Rowe became involved in Cheltenham civic life, serving on committees and becoming High Bailiff of the Manor of Cheltenham. He was a founder member of the Cheltenham Liberal Association, and was the joint owner and publisher with George Norman of the Cheltenham Examiner newspaper. He became a director of the Bayshill Estate Building Company and joint owner of the Royal Well spa.

==Australia==

By 1852 Rowe's business activities were in difficulties and he left Cheltenham for the Australian goldfields in June where he spent about seven years.
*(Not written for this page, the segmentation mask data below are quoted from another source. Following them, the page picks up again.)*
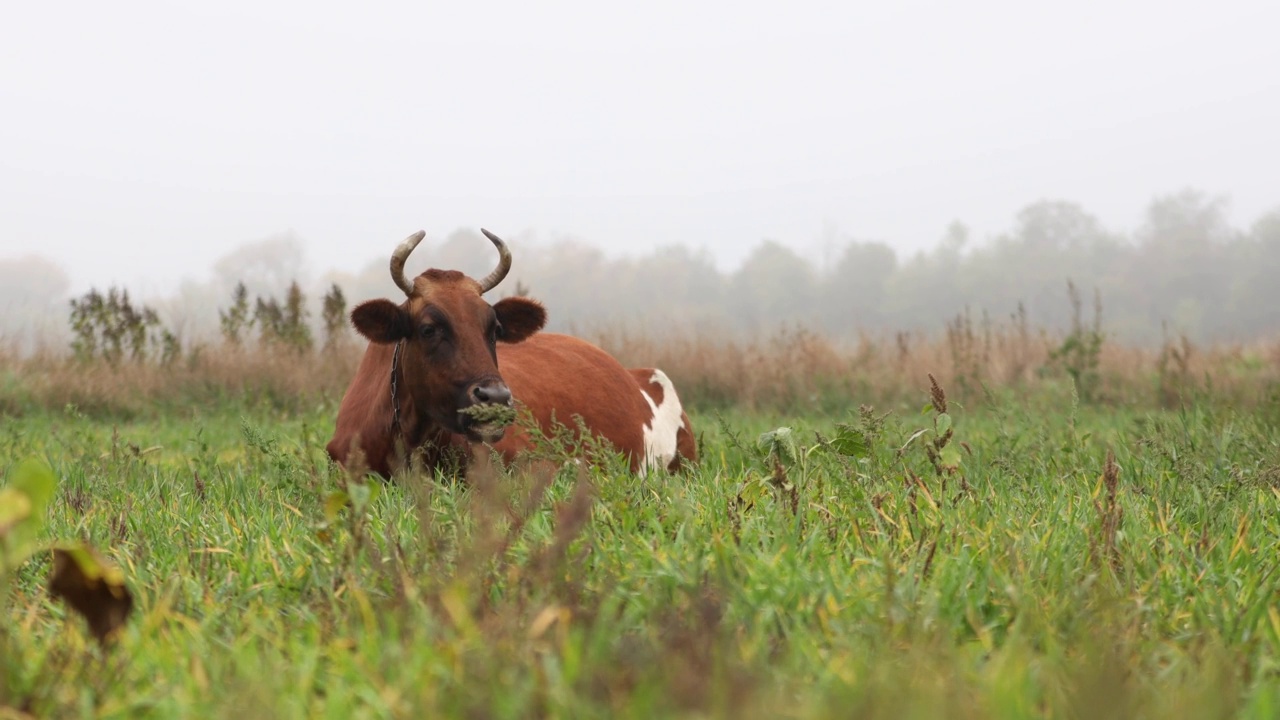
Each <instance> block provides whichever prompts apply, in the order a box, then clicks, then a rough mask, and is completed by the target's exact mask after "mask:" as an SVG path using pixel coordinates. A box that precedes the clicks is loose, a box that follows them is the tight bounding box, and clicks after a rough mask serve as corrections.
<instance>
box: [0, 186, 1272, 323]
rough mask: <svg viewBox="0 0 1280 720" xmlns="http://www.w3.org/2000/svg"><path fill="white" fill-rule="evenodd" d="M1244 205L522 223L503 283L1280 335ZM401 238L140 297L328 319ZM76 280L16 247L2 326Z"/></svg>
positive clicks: (512, 288)
mask: <svg viewBox="0 0 1280 720" xmlns="http://www.w3.org/2000/svg"><path fill="white" fill-rule="evenodd" d="M1226 208H1228V201H1226V199H1224V197H1213V196H1210V195H1207V193H1203V192H1199V191H1194V190H1184V191H1181V192H1176V193H1172V195H1166V196H1157V197H1156V199H1155V200H1152V201H1151V202H1149V205H1148V206H1147V209H1146V213H1144V219H1143V223H1142V224H1140V225H1139V227H1137V228H1135V229H1133V231H1129V232H1117V231H1112V229H1110V228H1107V227H1105V225H1103V224H1102V222H1101V220H1100V219H1098V218H1097V217H1094V215H1093V214H1091V213H1089V211H1088V210H1087V209H1084V208H1082V206H1080V205H1078V204H1075V202H1069V201H1038V202H1033V204H1030V205H1027V206H1025V208H1023V209H1021V210H1020V211H1019V213H1018V214H1016V215H1015V217H1014V218H1012V222H1011V224H1010V227H1009V228H1007V229H1006V231H1005V232H1002V233H1001V234H1000V236H997V237H995V238H992V240H988V241H986V242H978V241H975V240H974V238H973V236H972V231H970V229H969V228H968V227H966V225H965V224H964V223H961V222H955V223H952V224H951V225H950V227H948V228H947V229H946V233H945V236H943V237H942V238H941V240H940V242H938V243H937V245H936V246H934V247H933V249H931V250H928V251H918V252H914V254H901V252H897V251H895V250H893V247H891V246H890V245H887V243H884V242H877V241H867V240H859V238H856V237H855V236H852V234H850V233H846V232H844V231H841V229H840V228H836V227H828V228H827V233H826V237H824V240H823V246H822V252H820V256H819V258H818V259H817V260H815V259H813V258H809V256H805V255H803V254H800V252H796V251H795V250H794V249H792V247H790V246H787V245H785V243H783V242H780V241H776V240H764V241H759V242H755V243H753V245H751V247H750V250H749V251H748V254H746V258H745V259H744V261H742V263H741V264H740V265H739V266H737V268H735V269H732V270H722V269H721V265H719V264H718V263H716V259H714V258H713V256H712V255H710V252H708V251H705V250H696V249H691V247H687V246H682V245H676V243H672V245H667V246H663V247H659V249H657V250H653V251H649V252H644V254H636V255H634V256H630V258H616V256H611V255H608V254H605V252H604V251H603V250H600V249H599V247H598V246H595V245H591V243H590V242H589V241H573V240H563V241H558V242H538V241H534V240H525V238H521V237H518V236H517V237H512V238H511V240H509V245H511V246H512V249H513V252H515V264H513V270H512V273H511V275H509V278H508V279H507V281H506V283H504V284H503V286H500V287H499V288H498V291H497V293H498V295H509V293H513V292H525V293H527V295H531V296H532V297H536V299H539V300H541V301H543V302H544V304H545V305H547V307H548V309H549V314H550V327H552V328H553V329H559V331H571V332H588V333H591V332H598V331H611V332H626V333H639V334H645V336H653V337H672V336H681V334H690V333H696V334H710V336H714V337H721V338H732V337H753V336H760V334H767V333H772V332H776V331H778V329H780V328H785V327H801V328H806V329H810V331H817V332H820V333H823V334H826V336H828V337H831V338H833V340H855V338H858V337H859V336H860V334H872V336H883V334H892V333H893V332H905V331H918V332H924V333H937V332H940V331H941V329H942V328H943V327H946V324H947V323H948V322H952V320H955V318H956V316H959V315H965V316H968V318H969V319H970V320H973V322H978V323H991V322H997V323H998V322H1004V320H1007V319H1010V318H1011V316H1020V318H1024V319H1025V320H1027V322H1029V323H1030V324H1032V325H1034V327H1038V328H1044V329H1048V331H1051V332H1060V331H1062V329H1065V328H1066V325H1068V323H1069V322H1070V319H1071V316H1073V313H1074V311H1075V310H1074V307H1073V301H1071V299H1070V291H1069V287H1070V286H1069V283H1070V284H1074V287H1075V292H1076V297H1078V299H1079V300H1080V301H1082V302H1083V304H1084V305H1085V307H1084V309H1085V310H1087V314H1088V315H1091V316H1093V315H1094V314H1096V313H1097V311H1100V310H1101V313H1102V328H1103V329H1105V331H1106V332H1107V333H1108V334H1110V336H1111V337H1112V338H1114V340H1119V341H1121V342H1125V343H1133V345H1152V343H1158V342H1162V341H1166V340H1170V338H1176V337H1180V336H1187V337H1188V338H1190V340H1192V341H1194V342H1210V343H1215V342H1247V341H1260V340H1261V341H1266V340H1272V338H1275V337H1276V336H1277V334H1280V311H1277V310H1276V309H1277V307H1280V283H1277V282H1275V278H1276V277H1280V208H1277V210H1272V211H1270V213H1267V214H1265V215H1262V217H1261V218H1258V219H1256V220H1254V222H1253V223H1251V224H1249V225H1247V227H1243V228H1240V227H1234V225H1231V224H1230V222H1229V220H1228V215H1226ZM399 240H401V238H399V237H394V236H393V237H388V238H387V240H385V242H384V249H383V252H381V254H380V255H379V256H378V258H375V259H371V260H369V261H366V263H365V264H362V265H361V266H360V268H357V269H356V270H353V272H351V270H348V272H342V270H332V269H330V270H324V272H317V270H316V269H315V268H316V263H314V261H312V260H311V258H310V256H308V252H307V243H306V240H305V238H302V237H300V236H297V234H296V233H283V234H276V236H271V237H266V238H262V240H260V241H256V242H248V243H244V245H242V246H239V247H237V249H234V250H232V251H230V252H228V254H227V255H224V256H221V258H219V259H218V260H216V261H215V263H214V265H212V269H211V273H209V274H210V275H211V278H210V279H207V281H192V279H186V281H183V282H182V283H180V284H179V287H178V290H177V291H175V292H173V293H166V295H165V293H161V295H151V296H147V295H146V293H138V292H137V290H133V299H134V301H137V302H138V304H141V305H146V306H148V307H154V309H155V310H156V311H157V314H159V316H160V319H161V322H163V324H164V327H166V328H168V329H170V331H172V332H173V333H174V334H175V336H177V337H178V340H179V341H182V342H186V343H192V342H207V341H210V340H215V338H216V337H218V333H219V309H225V307H228V306H229V305H230V304H232V296H233V292H234V290H236V287H237V284H239V283H243V286H244V288H246V291H247V297H248V299H250V301H251V302H252V301H255V300H256V299H268V300H270V299H282V300H283V297H284V295H285V292H287V290H288V288H289V286H291V284H292V283H294V282H297V283H298V287H300V288H301V290H302V292H303V296H305V297H307V299H308V301H307V302H306V307H307V313H308V320H310V322H311V323H312V325H316V327H317V323H319V322H320V315H321V309H320V300H321V296H323V295H324V293H325V292H328V291H329V290H330V288H332V287H338V288H340V290H342V292H343V296H344V297H346V299H347V300H348V301H349V302H351V304H355V302H358V301H362V300H366V299H372V297H396V296H397V293H398V290H397V288H396V287H394V286H393V284H392V282H390V279H389V274H388V269H387V261H388V260H387V259H388V258H389V254H390V250H392V249H393V247H394V245H396V243H397V242H399ZM494 261H495V252H494V251H493V247H492V245H490V243H489V242H488V241H486V240H485V238H484V237H483V236H480V233H479V232H476V231H475V229H472V228H460V229H457V231H454V232H452V233H449V234H448V236H447V237H443V238H439V237H430V236H429V237H428V240H426V241H425V242H424V243H422V245H421V246H420V249H419V250H417V251H416V254H415V255H413V256H411V259H410V264H408V269H410V270H411V272H413V273H416V272H420V270H422V269H425V268H428V266H438V268H448V269H461V270H463V272H466V273H468V274H471V275H474V277H480V275H483V274H484V273H486V272H488V270H489V268H490V266H492V265H493V263H494ZM70 288H72V283H70V281H69V277H68V273H67V270H65V269H63V268H60V266H59V265H58V264H55V263H52V261H50V260H47V259H45V258H42V256H40V255H28V256H24V258H17V259H9V260H0V307H4V314H3V316H0V337H3V338H4V340H6V341H8V342H10V343H15V345H18V346H19V347H28V348H29V347H35V346H36V345H41V343H44V345H46V346H50V345H52V346H56V345H59V343H63V342H65V337H67V310H68V300H69V299H70V295H72V290H70ZM97 290H101V291H106V290H108V288H106V287H105V286H102V287H99V288H97ZM123 290H131V288H128V287H124V288H123Z"/></svg>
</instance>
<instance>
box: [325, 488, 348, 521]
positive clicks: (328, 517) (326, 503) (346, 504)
mask: <svg viewBox="0 0 1280 720" xmlns="http://www.w3.org/2000/svg"><path fill="white" fill-rule="evenodd" d="M349 501H351V497H349V496H348V495H347V493H346V492H343V491H340V489H338V491H333V492H330V493H329V495H328V497H325V498H324V516H325V519H328V520H329V521H333V520H334V519H335V518H338V512H342V509H343V507H346V506H347V502H349Z"/></svg>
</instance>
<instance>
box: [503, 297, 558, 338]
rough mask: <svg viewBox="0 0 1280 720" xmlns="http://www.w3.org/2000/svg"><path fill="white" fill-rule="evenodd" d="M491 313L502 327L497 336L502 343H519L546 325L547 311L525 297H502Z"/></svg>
mask: <svg viewBox="0 0 1280 720" xmlns="http://www.w3.org/2000/svg"><path fill="white" fill-rule="evenodd" d="M493 311H494V313H495V314H497V315H498V324H500V325H502V334H500V336H498V340H500V341H502V342H520V341H522V340H525V338H527V337H529V336H531V334H534V333H536V332H538V331H540V329H543V325H545V324H547V310H544V309H543V305H541V304H540V302H538V301H536V300H529V299H527V297H504V299H502V300H499V301H498V302H497V304H495V305H494V306H493Z"/></svg>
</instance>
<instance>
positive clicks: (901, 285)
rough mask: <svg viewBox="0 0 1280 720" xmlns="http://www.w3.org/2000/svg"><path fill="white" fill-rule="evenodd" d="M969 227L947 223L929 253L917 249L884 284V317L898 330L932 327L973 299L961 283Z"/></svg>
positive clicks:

He arrived at the Bendigo gold diggings in 1853 and his eldest son George joined him in November. In 1854 he was joined by his two younger sons Thomas and Sandford. He was not successful as prospector, nor as a shopkeeper at Long Gully, Bendigo, but found success in Australia by creating water colours of the Bendigo and Castlemaine gold diggings. His works were exhibited at Bendigo in 1857, and in 1858 he created a well known panoramic View of the City of Melbourne from the Observatory. He returned to Britain in 1858 or 1859 and settled in Exeter where he prepared a series of views of Australia and Tasmania for which he won a gold medal at the London 1862 International Exhibition.
A number of Rowe's works were purchased by Sir William Dixson and are now held in the Dixson Wing of the State Library of New South Wales.

==Death==
Rowe died at Heavitree, Exeter, on 2 September 1864. He was survived by his wife, five sons and five daughters.

==Publications==
- Illustrations of Cheltenham and its Vicinity, circa 1840.
- Rowe's Illustrated Cheltenham Guide, 1845 & 1850.